Obviously you couldn't just flatly recreate it for an arcade cabinet intended for single-player gameplay, and there were significant technical hurdles in switching from a timeshared computer mainframe to a free-standing arcade cabinet, but I truly was not prepared for just how slapdash and boring the adjustments would be. Gone is the environmental effect of a universal gravity well, if you don't push a button your ship will simply maintain its current inertia indefinitely. To make up for the lack of player 2, there are now a pair of flying saucers serving as enemies; I say "a pair" rather than "2" because, in terms of gameplay function, these really do seem to be a single entity. One is always located a short distance above the other, they move as one. You can at least shoot one without disrupting the other, and one at a time will occasionally lackadaisically fire a bullet toward your current position, but they don't appear to be capable of moving independently and, on top of that, their synchronized movement seems to come exclusively in the form of slow, predictable zigzags, with periods of stillness in between moves. So you don't have an opponent capable of anything remotely resembling interesting movement or behavior; simultaneously, your own movement has been made far more powerful and flexible. Where Spacewar! was weighty and high-commitment with its movement, Computer Space is faster and more maneuverable. You can more or less just hold down the thruster and steer yourself around with impunity. I assume this was a concession to the arcade market (one must imagine that the average bar patron is somewhat less interested in wrestling with space travel physics than the average 60s computer nerd) but in practice it takes all the intrigue out of the movement mechanics. You won't find yourself stuck on a particularly aggressive trajectory and struggling to change course quickly enough to avoid disaster, you can simply swerve around in tight circles as much as you like. It more or less renders the gameplay as braindead as your average modern ad-riddled freeware mobile stim toy, before you even consider that for some inscrutable reason, turning your ship also turns the trajectory of your bullets. I have absolutely no idea what the reason for this might be. It doesn't make sense from either a simulation perspective or a mechanical one, I half suspect it might have been the result of some kind of bizarre technical constraint.

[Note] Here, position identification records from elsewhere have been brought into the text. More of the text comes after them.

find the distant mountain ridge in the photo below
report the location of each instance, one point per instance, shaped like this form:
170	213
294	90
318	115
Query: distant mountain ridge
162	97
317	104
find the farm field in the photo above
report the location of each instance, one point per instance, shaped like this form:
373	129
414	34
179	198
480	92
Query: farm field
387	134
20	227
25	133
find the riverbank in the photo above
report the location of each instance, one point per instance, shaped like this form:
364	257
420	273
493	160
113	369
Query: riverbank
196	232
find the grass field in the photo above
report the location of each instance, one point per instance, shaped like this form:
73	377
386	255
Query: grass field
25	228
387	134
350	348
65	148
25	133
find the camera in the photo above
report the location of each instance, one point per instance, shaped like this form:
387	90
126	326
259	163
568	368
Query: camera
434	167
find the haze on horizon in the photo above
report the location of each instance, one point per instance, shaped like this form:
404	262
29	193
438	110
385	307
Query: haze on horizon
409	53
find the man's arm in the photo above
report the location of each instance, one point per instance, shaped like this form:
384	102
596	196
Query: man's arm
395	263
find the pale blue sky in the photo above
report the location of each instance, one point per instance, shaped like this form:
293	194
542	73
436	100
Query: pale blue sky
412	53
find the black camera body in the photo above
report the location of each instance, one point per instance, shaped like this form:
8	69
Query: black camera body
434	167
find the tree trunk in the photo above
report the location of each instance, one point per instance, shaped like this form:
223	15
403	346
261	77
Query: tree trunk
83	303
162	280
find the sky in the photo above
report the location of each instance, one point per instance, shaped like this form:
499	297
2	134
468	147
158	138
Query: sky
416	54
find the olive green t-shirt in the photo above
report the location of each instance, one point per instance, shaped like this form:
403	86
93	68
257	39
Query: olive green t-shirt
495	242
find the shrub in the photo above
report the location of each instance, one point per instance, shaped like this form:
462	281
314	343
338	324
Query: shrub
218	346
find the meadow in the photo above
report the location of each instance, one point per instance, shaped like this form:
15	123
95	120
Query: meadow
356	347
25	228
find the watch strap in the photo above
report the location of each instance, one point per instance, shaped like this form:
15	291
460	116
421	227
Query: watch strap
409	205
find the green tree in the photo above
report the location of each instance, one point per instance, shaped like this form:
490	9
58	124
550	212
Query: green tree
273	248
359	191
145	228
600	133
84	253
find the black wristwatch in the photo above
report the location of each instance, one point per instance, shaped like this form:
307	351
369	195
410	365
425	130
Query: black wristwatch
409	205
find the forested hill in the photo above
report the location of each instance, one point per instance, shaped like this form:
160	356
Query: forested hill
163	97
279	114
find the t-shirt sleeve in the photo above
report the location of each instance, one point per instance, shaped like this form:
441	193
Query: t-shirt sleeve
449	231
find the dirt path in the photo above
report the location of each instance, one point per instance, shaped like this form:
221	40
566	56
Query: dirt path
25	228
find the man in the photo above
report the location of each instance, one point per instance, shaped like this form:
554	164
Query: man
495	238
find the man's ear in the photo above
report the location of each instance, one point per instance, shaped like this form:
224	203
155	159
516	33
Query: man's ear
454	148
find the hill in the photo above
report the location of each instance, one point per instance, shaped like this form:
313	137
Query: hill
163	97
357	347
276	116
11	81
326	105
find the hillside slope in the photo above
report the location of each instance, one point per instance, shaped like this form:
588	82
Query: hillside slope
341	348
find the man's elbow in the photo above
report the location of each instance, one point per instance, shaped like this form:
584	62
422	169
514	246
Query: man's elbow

Regardless of whether that's the case for this one specific feature, it's very clear that much of the rest of the game's design is a compromise to make it run on the custom hardware Syzygy (later Atari) designed to put in these arcade cabinets; it's not powerful enough to run a second player or a star's gravitational field, so ditch the star and make it single-player. Unfortunately this simply optimized the fun out of the game; it runs on that slick, futuristic-looking arcade cabinet, but it's not much of a good time.
I do feel like I should maybe cut it a little slack on this point, seeing as this game innovated the idea of putting specialized hardware in a cabinet specifically for running one particular game, and in so doing more or less invented the arcade video game market. On the other hand, is that really a good thing? I can't help but feel that it's a little bleakly appropriate that one of, if not the first commercial game release was a pared-down, dumbed-down, compromised recreation of a much better open source freeware game, being sold to booze-addled players for twenty-five 1972 cents a pop. It really does seem that the more things change the more they stay the same; this must be what it felt like for Deus Ex fans when Invisible War dropped. It's worth noting that this game was the starting point of Atari, a company that more or less was video games as far as the American market was concerned, which maintained a policy of refusing to credit developers right up until their deluge of overpriced, poorly-produced shovelware killed the industry in this country for several years until Nintendo was able to revive it by marketing their console to children as a toy instead of to adults as a game (which, let's be real, is also a little questionable; I'm not going to pretend that a lot of Nintendo's flagship games aren't bangers, but their success story is much more a story of marketing triumph than of game design triumph. Plenty of fantastic games have failed upon hitting the market and are now more or less forgotten, Nintendo just managed to insert themselves into the Reagan-era deregulated pop culture ecosystem.) My girlfriend's roommate and I checked, by the way, and that single shiny quarter per play in 1972 was the equivalent of two dollars in 2025. It's no wonder they needed to sell it with a cool, futuristic-looking cabinet case and a promo image of a beautiful woman standing next to it, that shit was steep. It's the kind of thing you'd need to turn mainly toward presentation, novelty, and good ol' 70s salesmanship to move units of. What I'm left with is the impression that my quest for historical context in gaming history has already borne fruit; 50 years ago, the first widely-released coin-op arcade cabinet was also gaming's first cynical cash grab.